RABAT, July 9 – Morocco’s financial system remained resilient in 2025 despite continued global uncertainty, according to the Systemic Risk Coordination and Monitoring Committee (CCSRS).
In a statement released after its 23rd meeting, Bank Al-Maghrib (BAM) said the country’s financial sector continues to be supported by strong economic fundamentals and solid financial safeguards.
The committee said Morocco’s economy benefited from favourable weather conditions and strong non-agricultural activity, with economic growth accelerating to 4.9% in 2025, up from 4.4% in 2024. BAM expects growth to reach 5.2% in 2026 before easing to 3.1% in 2027, assuming an average cereal harvest.

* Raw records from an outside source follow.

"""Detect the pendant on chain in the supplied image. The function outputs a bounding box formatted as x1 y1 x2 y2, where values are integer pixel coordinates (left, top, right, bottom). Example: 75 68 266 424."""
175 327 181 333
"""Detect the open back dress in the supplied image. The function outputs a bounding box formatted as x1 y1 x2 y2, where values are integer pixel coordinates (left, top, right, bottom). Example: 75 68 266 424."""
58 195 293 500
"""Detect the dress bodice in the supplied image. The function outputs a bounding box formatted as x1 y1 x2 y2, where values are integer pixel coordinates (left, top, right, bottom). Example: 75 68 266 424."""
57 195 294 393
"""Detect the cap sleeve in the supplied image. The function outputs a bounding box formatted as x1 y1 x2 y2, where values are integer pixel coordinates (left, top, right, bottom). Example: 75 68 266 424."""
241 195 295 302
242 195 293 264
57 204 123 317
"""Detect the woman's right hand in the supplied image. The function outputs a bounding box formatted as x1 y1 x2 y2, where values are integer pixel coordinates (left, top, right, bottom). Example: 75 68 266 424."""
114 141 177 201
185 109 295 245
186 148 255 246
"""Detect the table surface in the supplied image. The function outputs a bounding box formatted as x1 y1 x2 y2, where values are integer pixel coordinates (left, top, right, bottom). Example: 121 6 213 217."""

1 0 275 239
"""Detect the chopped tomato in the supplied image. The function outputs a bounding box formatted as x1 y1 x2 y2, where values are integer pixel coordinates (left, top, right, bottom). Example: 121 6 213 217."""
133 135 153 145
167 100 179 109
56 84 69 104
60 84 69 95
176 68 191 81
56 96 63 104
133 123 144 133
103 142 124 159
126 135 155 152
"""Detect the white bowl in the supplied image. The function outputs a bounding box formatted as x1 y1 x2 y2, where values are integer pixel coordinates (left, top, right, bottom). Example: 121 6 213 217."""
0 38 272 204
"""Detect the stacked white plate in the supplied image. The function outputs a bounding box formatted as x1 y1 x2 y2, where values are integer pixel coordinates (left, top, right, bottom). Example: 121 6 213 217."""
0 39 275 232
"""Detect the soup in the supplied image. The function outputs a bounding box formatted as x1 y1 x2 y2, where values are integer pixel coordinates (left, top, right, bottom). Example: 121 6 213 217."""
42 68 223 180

Inflation remained low at 0.8% in 2025 and is projected to increase gradually to 1.5% in 2026 and 2.1% in 2027. The committee also noted continued fiscal improvement, with the budget deficit narrowing to 3.5% of GDP in 2025 and expected to stabilise at 3.4% over the following two years. Treasury debt is projected to decline to 65.1% of GDP by 2027.
The banking sector also recorded steady growth, with credit to the non-financial sector rising 6.5% during the year.
Meanwhile, Morocco’s insurance industry continued its strong performance. Total premiums increased 7.5% to MAD63.2 billion ($6.9 billion), while net profit climbed 21.4% to MAD5.3 billion ($580 million). The sector’s return on equity reached 11.1%, its highest level in 10 years.
The committee also reported that unrealised investment gains rose to a record MAD62.5 billion ($6.8 billion), supported by continued gains in the Casablanca Stock Exchange’s benchmark index.
Despite the positive outlook, the committee said Morocco’s public pension schemes still face structural challenges and stressed that comprehensive pension reform remains necessary to ensure the long-term sustainability of the retirement system.